First post thoughts: Germany is über (German for super, oooh yeah) legit. Jetlag is not.

* We arrived to Munich at 9:00 am Saturday morning, and met the group at Starbucks. I enjoy that the director picks the places Americans know how to find. I definitely do not "sprechen sie Deutsch" yet. Hello, Rosetta Stone, new buddy ole pal! Several students and I realized how slightly disheartening/humorous(?) it is to think that that dogs here know more German than we do.

* We spent Saturday afternoon touring Munich, which I later realized was the director's sneaky snake way of keeping us moving so we wouldn't just sleep from 2 pm on. We went Frauenkirche, this fancy cathedral, and Hofbräuhaus, a famous restaurant that seats over 2,000 people. Apparently every U.S. president has eaten there when they've been in/near Germany.
Restaurants in Bavaria are cool because you don't get your own table solely based on the people you're with, they seat you wherever there's room, so you get to know/be
around the locals. The local German man we were seated by didn't know English, but kept saying "CHEERS!" and clinking his beer stein against our steins...of water. I was brave and ordered Schweinshaxe (pig knuckle), and the nice German man took pity on me, a goofy American, and cut the meat off the bone for me.

* We weren't allowed to sleep on the 1.5 hour train ride to Regensburg (where I'm living this semester) since that's apparently the worse thing you
can do for jetlag. It was ridiculously impossible though...I've never felt so disconnected to reality. One of the assistant directors made, yes MADE, us play Catchphrase (until the Germans on the train got annoyed by the beeping), and let me tell you, it was not pretty. It took me, the English/Communication major, a whoooole turn to guess the phrase, "sandwich bread."

* Sunday was pretty great: started the day by walking along the BEAUTIFUL Danube River, to mass at a cathedral in Regensburg, where we got to hear a famous boys choir sing. The afternoon is where the title of my post comes from--as we were walking through Regensburg's city center, one guy in our group exclaimed, "Woooow, it's like a cultural experience!" If this isn't a cultural experience, I would like to know what is. (Insert haha's here)
Later on we went to a German fair, where we found many signs of Americanization, i.e. a pony ride called "Dodge City," themed like the Wild West. Poor, poor Kansas...between the "The Wizard of Oz" and the stereotype that we are still somehow stuck in the gunslinging days, its reputability never stands a chance.
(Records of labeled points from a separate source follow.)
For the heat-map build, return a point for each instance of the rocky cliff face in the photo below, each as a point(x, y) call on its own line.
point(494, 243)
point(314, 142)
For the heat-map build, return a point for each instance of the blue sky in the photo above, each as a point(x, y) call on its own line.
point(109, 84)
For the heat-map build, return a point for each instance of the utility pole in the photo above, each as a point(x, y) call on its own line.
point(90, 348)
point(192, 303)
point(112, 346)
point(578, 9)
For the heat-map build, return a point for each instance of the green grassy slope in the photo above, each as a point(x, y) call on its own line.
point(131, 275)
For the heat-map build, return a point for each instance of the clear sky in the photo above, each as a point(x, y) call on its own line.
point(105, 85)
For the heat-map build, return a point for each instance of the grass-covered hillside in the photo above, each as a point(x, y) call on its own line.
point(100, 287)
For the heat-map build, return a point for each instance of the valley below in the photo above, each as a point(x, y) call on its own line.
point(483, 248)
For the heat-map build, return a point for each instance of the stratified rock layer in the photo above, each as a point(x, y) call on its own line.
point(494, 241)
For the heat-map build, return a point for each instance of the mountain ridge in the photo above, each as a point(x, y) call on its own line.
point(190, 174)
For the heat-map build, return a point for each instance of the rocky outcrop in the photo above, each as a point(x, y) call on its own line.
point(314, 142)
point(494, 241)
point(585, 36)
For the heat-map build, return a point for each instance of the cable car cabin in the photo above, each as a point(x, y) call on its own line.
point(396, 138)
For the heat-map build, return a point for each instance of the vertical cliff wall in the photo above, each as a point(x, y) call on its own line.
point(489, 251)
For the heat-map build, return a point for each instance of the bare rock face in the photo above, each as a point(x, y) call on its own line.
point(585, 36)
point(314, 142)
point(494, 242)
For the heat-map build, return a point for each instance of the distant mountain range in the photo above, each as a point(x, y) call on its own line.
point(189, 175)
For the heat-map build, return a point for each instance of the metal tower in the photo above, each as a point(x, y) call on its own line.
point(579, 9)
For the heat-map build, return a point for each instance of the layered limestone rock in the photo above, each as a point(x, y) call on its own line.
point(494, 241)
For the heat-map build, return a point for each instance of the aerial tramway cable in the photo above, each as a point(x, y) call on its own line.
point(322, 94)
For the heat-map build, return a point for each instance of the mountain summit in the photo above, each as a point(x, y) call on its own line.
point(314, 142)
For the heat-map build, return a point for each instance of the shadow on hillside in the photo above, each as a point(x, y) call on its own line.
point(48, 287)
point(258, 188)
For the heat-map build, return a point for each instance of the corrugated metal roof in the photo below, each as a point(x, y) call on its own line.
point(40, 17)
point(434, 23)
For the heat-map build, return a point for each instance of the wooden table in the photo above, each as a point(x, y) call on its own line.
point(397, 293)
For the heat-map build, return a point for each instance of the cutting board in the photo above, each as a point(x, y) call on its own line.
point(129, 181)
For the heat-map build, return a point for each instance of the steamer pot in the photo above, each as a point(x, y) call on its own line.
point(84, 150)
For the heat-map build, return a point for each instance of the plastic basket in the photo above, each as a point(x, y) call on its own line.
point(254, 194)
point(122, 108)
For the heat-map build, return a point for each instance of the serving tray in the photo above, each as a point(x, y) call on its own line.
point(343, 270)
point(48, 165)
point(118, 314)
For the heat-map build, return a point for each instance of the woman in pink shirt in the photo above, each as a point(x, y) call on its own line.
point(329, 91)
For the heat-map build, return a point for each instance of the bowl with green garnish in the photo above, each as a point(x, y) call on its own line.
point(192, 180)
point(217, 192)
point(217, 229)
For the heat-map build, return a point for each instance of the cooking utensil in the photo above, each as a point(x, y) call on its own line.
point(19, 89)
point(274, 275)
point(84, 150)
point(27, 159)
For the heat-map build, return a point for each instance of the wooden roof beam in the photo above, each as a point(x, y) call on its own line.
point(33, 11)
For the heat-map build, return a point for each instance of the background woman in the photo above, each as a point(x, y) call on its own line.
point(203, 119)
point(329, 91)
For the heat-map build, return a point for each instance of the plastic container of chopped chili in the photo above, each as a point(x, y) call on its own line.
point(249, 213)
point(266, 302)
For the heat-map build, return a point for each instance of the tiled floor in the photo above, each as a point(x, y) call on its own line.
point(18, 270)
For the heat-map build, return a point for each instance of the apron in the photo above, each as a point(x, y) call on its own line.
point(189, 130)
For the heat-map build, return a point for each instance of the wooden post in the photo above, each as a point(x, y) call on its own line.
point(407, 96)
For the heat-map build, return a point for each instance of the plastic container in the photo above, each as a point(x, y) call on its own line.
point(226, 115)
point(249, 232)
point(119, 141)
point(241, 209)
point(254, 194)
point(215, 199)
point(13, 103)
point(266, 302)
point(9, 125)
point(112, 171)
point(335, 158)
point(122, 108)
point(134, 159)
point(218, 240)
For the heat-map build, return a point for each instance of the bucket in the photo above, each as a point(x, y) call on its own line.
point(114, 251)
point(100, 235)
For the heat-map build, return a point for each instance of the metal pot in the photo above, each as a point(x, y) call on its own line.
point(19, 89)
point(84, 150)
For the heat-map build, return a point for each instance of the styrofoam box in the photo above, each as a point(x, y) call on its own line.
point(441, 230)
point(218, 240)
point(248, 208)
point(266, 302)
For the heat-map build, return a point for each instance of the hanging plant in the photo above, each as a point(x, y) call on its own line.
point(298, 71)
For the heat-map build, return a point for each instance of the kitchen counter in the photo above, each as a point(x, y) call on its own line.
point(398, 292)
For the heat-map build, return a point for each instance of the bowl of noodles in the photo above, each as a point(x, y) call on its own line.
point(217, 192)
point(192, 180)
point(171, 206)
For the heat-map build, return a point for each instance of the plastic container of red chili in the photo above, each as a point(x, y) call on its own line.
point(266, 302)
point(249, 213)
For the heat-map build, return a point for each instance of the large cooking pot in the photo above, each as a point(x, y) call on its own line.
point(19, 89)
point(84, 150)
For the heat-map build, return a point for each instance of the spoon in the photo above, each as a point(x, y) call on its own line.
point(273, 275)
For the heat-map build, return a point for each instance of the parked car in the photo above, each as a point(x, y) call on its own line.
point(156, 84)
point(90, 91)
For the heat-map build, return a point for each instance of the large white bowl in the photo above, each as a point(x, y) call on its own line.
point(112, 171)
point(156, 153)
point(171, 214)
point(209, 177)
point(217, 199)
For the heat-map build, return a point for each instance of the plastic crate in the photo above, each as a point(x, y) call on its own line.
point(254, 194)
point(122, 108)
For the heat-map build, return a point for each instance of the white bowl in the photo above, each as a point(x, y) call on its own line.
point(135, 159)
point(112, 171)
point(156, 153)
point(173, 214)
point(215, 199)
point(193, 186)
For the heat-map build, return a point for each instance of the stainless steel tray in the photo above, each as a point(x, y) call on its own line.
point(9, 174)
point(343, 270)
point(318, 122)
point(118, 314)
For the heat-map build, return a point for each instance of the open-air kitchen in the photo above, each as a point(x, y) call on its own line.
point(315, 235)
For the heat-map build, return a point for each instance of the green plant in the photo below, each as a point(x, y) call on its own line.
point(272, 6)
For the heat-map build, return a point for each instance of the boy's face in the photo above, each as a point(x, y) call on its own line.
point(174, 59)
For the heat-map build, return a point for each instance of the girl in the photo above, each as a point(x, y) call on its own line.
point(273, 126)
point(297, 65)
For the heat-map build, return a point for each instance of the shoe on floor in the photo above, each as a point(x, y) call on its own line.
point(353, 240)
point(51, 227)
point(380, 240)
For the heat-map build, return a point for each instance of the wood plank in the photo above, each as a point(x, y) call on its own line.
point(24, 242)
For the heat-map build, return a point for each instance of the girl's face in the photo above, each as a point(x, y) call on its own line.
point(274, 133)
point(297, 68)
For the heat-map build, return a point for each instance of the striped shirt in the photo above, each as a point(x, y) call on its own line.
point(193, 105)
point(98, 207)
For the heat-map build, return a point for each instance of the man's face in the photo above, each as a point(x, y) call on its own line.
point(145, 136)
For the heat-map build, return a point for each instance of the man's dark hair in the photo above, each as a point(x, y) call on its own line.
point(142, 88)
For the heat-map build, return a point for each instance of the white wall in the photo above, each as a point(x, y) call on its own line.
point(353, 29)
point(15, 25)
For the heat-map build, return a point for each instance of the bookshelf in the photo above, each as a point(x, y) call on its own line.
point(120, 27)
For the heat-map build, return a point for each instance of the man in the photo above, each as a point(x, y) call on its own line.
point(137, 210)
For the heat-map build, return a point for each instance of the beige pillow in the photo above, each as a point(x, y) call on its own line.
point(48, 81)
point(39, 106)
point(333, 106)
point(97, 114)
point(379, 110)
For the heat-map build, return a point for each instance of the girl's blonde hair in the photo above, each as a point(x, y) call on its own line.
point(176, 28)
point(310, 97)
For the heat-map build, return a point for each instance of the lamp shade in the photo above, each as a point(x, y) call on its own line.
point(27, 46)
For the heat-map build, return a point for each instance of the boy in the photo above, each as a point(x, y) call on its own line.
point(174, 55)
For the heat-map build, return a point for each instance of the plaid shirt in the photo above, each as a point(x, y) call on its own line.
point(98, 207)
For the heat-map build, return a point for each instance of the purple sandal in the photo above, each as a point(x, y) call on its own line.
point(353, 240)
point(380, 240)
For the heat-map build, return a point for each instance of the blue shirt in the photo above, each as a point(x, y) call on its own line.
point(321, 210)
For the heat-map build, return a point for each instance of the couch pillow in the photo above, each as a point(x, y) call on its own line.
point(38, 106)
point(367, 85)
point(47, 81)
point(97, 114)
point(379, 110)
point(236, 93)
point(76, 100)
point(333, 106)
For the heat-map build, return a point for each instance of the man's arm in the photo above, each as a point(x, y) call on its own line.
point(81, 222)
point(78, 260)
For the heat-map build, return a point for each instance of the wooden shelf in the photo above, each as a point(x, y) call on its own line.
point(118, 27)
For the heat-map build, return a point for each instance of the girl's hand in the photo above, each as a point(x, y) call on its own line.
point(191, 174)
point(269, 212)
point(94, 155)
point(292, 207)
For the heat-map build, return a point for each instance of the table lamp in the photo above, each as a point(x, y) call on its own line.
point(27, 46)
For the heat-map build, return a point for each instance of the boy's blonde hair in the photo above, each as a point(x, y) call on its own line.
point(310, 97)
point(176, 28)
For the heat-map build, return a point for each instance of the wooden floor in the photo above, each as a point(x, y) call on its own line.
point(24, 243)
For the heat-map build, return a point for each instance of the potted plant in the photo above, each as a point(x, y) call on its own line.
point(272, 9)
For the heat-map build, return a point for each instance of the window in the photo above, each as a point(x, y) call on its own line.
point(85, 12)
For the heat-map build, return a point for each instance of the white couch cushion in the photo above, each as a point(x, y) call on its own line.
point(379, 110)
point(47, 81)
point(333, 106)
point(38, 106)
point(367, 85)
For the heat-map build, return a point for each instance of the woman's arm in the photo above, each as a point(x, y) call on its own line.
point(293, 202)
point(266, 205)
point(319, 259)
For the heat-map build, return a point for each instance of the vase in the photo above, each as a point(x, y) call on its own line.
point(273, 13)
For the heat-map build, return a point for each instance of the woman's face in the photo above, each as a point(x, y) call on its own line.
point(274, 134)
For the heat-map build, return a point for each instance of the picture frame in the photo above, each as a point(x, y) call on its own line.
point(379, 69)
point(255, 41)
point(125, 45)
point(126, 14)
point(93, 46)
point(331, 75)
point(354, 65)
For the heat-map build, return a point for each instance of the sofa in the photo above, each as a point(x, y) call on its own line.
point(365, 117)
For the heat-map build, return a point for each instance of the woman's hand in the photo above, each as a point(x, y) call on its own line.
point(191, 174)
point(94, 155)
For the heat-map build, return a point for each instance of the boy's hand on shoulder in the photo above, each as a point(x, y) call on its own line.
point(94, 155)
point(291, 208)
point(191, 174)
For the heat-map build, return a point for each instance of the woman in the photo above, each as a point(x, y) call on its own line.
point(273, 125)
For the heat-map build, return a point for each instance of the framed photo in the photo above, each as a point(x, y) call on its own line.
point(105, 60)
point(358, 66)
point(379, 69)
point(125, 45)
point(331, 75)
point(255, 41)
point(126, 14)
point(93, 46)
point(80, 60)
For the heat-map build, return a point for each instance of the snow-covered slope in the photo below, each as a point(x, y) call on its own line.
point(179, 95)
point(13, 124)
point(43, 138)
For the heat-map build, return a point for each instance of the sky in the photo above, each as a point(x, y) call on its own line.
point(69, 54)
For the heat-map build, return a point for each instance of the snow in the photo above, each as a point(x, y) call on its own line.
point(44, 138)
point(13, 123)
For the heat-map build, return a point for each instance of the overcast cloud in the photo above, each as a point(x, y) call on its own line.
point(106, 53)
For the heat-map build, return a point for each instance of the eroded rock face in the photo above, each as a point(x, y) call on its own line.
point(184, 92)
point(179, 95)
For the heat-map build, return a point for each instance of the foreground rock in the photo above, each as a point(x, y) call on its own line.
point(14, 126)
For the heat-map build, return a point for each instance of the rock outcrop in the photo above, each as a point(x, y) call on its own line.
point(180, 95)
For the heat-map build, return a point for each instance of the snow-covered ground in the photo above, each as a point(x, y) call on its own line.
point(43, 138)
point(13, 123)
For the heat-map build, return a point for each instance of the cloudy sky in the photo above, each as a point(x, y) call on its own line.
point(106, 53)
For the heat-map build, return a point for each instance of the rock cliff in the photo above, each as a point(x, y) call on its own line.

* As you Americans spent this Labor Day not laboring whatsoever, I had my first day of classes. German history, geography and culture class, hoo-rah! Today was also our first experience at a German mall/buying necessities. I'm sure we got plenty of laughs looking at the hair products section for over 10 minutes, trying to make sure we weren't about ready to buy 2 shampoos or 2 conditioners. Playing charades with German drugstore workers is fun.

Plans:
-- Try every one of the 20ish coffeeshops in Regensburg, all precious, by the way
-- Go to local disco tech (uunce uunce uunce)
-- Conquer jetlag. And on that note, I feel like all the thoughts in my brain now sound like Ben Stein's voice. "Bedtime...bedtime...bedtime...anyone?" YES.